Tuesday, October 5, 2010

Shawna Kenney - Stop bitching and start a revolution!

Name: Shawna Kenney, author of I Was a Teenage Dominatrix

What is your job? I’m a writer, author and creative writing instructor. I teach for UCLA Extension and co-own the company, Life’s a Bitch Books.

What social causes are most important to you?
I’m down with anything that helps to end suffering and promotes art.
What charities do you support – and how?
I use whatever I can, wherever I am. Many punk shows I booked in the 80s and 90s in DC were benefits for the Washington Literacy Council, where I was tutoring at the time. In LA I performed at a benefit for Beyond Baroque Literary Arts Center and booked readings to raise money for the Jenesse Center, a domestic violence shelter and prevention program.

In North Carolina I worked for an amazing non-profit called Dreams, teaching writing and photojournalism to economically disadvantaged teenagers. Last summer I went to Denmark to help journalists from the Middle East work on a magazine together through an NGO called Crossing Borders.

Why do you have a passion for these, is there a personal tie?
All of these are close to my heart for various reasons. I found myself in an abusive relationship as a young woman, and a shelter saved my life, so I am drawn to the cause of helping to end the cycle of domestic violence, but if you think about it, all of these things are tied together; poverty, illiteracy and lack of love are all violent to the human spirit.

Is there a particular way you would want to encourage readers to be involved?
Start local. Start small. Focus on feeding a neighbor or mentoring underprivileged kids if the idea of ‘saving the world’ seems too big. It doesn’t have to be money—not all of us have money. Time and energy are just as valuable.

How would you define social responsibility? I like the slogan “Stop bitching and start a revolution!”

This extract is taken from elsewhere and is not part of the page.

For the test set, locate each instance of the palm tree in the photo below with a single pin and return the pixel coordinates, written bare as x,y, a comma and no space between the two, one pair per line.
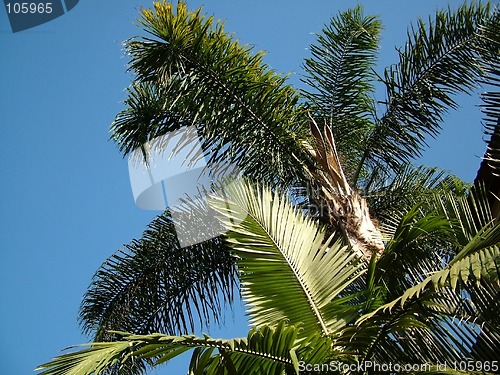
348,253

Quick list of your tattoos – do any represent your charitable beliefs?
I have script of the words ‘Los Angeles’ by Mark Mahoney, some sunflowers done by Chris O’Donnell long ago, and some old tribal stuff by Linda Lee Tobin. None are directly related to an organization or cause, but my husband and I both wear our hearts on our sleeves, literally—we both have the Slayer pentagram embedded into a heart on our arms, done by Juan Puente, because we met at a Slayer show. That one to me represents love, which is what it’s all about, right?